Once the resources for strength and resilience have been identified, a gradual revisiting of the traumatic memories can take place. This stage of the process, known as titration, allows clients to slowly accept the memory and the associated feelings. The process is gradual to prevent overwhelm and retraumatization.

As the memories are revisited, the trained SE therapist will witness and track the clients sensations and physicality, such as a change in breathing, postural shifts, or a change in tone of voice. The client collaborates with the therapist by informing them about invisible sensations, like a change in body temperature or a dizzy feeling.[3]

When sensations arise, clients may respond by shaking, trembling, or crying. There may be muscular tightening, clenching of hands, clenching of the jaw. These phenomena are considered to be a release of the frozen energy, and are encouraged. At the same time, the therapist will help the client come to a calmer state by encouraging the use of the cultivated resources at the beginning of therapy[4]. Over time, the movement from activation to calm becomes a lot smoother, and further exploration can take place.

 

What are the Benefits of Somatic Experiencing?

 Somatic Experiencing offers a range of benefits to clients who have experienced trauma, such as child abuse, neglect, sexual abuse, violence, natural disasters, or motor vehicle accidents.

Following a course of SE therapy, clients may experience[5]:

  • A greater sense of self
  • Increased confidence
  • Reduction in PTSD symptoms
  • Improved concentration
  • Improved relationship with one’s body

Unresolved trauma permeates into all aspects of our lives. It can lead to a host of disruptive and inhibitive physical and psychological symptoms that get in the way of us being able to fully live our lives. With Somatic Experiencing, clients can find that healthy functioning is restored, and maladaptive behaviours, or survival strategies, can be reduced. Ultimately, Somatic Experiencing helps clients find balance and regulation in their nervous system, which is integral to leading a healthy life.

 

Sources:

[1] McCorry, Laurie Kelly. “Physiology of the autonomic nervous system.” American journal of pharmaceutical education vol. 71,4 (2007): 78. doi:10.5688/aj710478

[2] Selye H. The Stress of Life. New York: McGraw-Hill; 1956.

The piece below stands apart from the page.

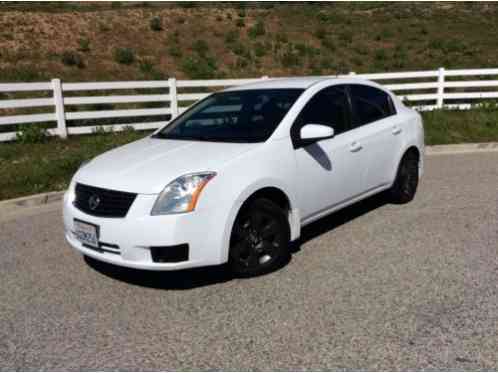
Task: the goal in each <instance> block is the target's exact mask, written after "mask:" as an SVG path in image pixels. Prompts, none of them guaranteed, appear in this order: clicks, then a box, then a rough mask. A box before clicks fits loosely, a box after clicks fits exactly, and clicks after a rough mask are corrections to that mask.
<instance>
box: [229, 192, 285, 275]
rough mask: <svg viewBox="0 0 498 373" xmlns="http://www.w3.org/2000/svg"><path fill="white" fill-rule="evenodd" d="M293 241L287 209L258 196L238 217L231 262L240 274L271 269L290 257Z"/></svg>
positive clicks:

[3] Healthline. n.d. Somatic Experiencing: How It Can Help You. [online] Available at: <https://www.healthline.com/health/somatic-experiencing#considerations> [Accessed 25 June 2020].

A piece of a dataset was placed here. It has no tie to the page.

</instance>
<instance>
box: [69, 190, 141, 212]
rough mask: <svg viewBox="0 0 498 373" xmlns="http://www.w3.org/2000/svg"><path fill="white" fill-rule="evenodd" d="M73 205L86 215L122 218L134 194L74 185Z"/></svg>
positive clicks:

[4] Healthline. n.d. Somatic Experiencing: How It Can Help You. [online] Available at: <https://www.healthline.com/health/somatic-experiencing#considerations> [Accessed 25 June 2020].

[5] Khan, K., 2018. How Somatic Therapy Can Help Patients Suffering From Psychological Trauma. [online] World of Psychology. Available at: <https://psychcentral.com/blog/how-somatic-therapy-can-help-patients-suffering-from-psychological-trauma/#:~:text=Somatic%20therapy%20offers%20a%20variety,a%20heightened%20ability%20to%20concentrate.> [Accessed 5 August 2020].